Roger Mitchell dirige un film sobrio, attento e non scivolare nei cliché del genere, dove la regia è sempre attenta ma mai invadente.A volte c'è qualche caduta di ritmo, che però appare quasi volontaria quando ci si rende conto che anche i due protagonisti attraversano una fase della loro vita altalenante, persa tra amore e odio, felicità e insofferenza. La struttura della pellicola è lineare, facile da seguire e i due protagonisti scelti per dare il volto a Nick e Meg sono non solo adorabili, ma anche pieni di un'eleganza e di un talento tale da rendere quasi concreta e tattile l'esperienza.
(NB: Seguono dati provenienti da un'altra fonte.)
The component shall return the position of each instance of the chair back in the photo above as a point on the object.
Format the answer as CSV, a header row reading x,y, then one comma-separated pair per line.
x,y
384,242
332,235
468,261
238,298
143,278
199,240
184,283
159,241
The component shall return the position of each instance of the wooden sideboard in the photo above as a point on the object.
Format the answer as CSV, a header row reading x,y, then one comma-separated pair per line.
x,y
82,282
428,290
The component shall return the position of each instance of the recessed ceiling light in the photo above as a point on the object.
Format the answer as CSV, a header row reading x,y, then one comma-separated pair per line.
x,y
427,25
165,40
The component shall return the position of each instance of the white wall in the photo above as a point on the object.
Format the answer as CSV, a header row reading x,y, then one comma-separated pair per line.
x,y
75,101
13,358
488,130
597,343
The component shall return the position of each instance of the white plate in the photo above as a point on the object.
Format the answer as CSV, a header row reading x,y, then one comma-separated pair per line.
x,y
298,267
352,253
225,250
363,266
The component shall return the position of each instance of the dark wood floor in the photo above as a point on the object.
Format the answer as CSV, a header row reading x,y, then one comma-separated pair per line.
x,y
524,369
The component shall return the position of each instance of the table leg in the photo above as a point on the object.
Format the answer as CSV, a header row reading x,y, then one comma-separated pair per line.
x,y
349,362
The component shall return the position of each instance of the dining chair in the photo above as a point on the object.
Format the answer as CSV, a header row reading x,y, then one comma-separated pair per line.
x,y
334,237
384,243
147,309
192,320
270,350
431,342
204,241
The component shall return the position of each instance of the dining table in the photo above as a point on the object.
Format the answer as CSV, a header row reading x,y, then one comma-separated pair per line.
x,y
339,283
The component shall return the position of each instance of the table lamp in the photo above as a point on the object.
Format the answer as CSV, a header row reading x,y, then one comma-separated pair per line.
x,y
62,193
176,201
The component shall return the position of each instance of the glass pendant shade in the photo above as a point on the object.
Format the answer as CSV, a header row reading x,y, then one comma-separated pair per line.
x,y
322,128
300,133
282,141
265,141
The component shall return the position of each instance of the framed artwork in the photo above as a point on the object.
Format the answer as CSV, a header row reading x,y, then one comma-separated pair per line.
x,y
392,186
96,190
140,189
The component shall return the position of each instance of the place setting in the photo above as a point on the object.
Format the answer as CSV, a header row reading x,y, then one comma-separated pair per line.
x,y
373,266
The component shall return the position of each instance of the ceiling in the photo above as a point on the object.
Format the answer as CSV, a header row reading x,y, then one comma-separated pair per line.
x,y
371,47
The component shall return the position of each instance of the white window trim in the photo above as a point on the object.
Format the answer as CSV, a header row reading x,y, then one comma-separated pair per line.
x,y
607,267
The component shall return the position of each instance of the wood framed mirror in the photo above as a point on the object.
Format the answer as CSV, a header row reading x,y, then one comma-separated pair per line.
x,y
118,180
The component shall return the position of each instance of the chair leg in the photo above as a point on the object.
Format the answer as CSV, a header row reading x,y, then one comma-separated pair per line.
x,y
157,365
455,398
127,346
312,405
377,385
In mezzo a tutto questo brilla Parigi, non più vista attraverso i filtri magici di un cinema che vuol solo regalare sogni ad uno spettatore sempre più pessimista, ma rappresentata attraverso lo sguardo stanco di due persone che sembrano non sapere più cosa fare della loro vita insieme. E allora Parigi, la città dell'amore e degli innamorati, diventa simile ad una piovra crudele, pronta a inglobare i sogni di chi non si è arreso. Eppure anche così, in questa veste, Paris resta incredibilmente affascinante.